Revision - is there no end to it?

No, probably not, is the answer to that. Death or publication are the only means of stopping me tweaking my novels. Each time I look at them I find new things I can improve. (Which is quite encouraging, really, as it must mean my writing is getting better.)

I am not alone in this. Jasper Fforde says, 'If it were possible I'd be around Waterstones with a pot of glue and replacement pages and perhaps after that knocking at your front door with a bottle of Tippex and a pen, "Excuse me, my name is Jasper Fforde. Do you have a copy of 'The Eyre Affair' by any chance? I've spelt Steller's sea cow incorrectly and I was wondering..."'

I've been revising Trav Zander. I've done five chapters so far. What I am getting rid of mostly are:
  • Unnecessary speech tags, often where I also have a description of what the character is doing which tells the reader who is speaking.

  • Bits that tell the reader what is going to happen, instead of just letting the story unfold.

  • 'He thought' or 'she thought' - generally a sign the writing is under par (thank you, Alan). There are better ways of getting the information across.

  • Deleting 'that' if it's not necessary and there is more than one.
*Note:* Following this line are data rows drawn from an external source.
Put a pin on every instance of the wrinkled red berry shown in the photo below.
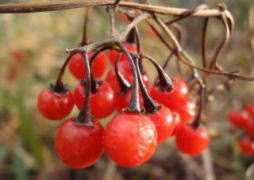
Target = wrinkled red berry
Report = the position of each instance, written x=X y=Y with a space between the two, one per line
x=79 y=146
x=164 y=123
x=174 y=99
x=238 y=118
x=130 y=139
x=77 y=66
x=192 y=141
x=102 y=102
x=53 y=105
x=246 y=145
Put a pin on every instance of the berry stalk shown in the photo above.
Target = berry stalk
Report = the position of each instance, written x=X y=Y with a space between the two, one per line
x=133 y=106
x=85 y=117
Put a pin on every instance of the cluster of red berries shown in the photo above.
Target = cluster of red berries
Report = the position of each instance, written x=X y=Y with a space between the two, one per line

  • And word echoes, my bane - I'm still picking those out, but at least now I have help at hand with Autocrit. It's astonishing; I must have been over Trav twenty times, including reading the whole thing out loud, and I've still missed some repeat words. I recommend Autocrit for anyone with the same problem; it costs $47, and you can try it free first.


  1. I absolutely empathize. And I would bet that many, many well known authors would confess to the same sort of wishful thinking Jasper Fforde is talking about. If we care-and we do-about our creations, we want them to be as close to perfect, as near to our vision of them as we can get them. Perfect will never happen, and sometimes we need to realize when we've crossed the line between improvement and simply muddying the waters.

    In a way it is like raising children. The difference is that with a book you can at some point, with good conscience, say "This just isn't working, I am moving on to something else." Can't imagine doing that with a child. Not without breaking your heart. But things that break our hearts make for terrific stories, don't they?

  2. I don't subscribe to the my book is my baby line. In fact, I'm wondering whether we should all bash them out a bit more, rather than spend too long on each. Be less precious about it.

    Maybe this is why journalists often seem to make successful authors.

  3. Good point.

    And I wasn't saying I thought the analogy was good or healthy one. Just that it exists.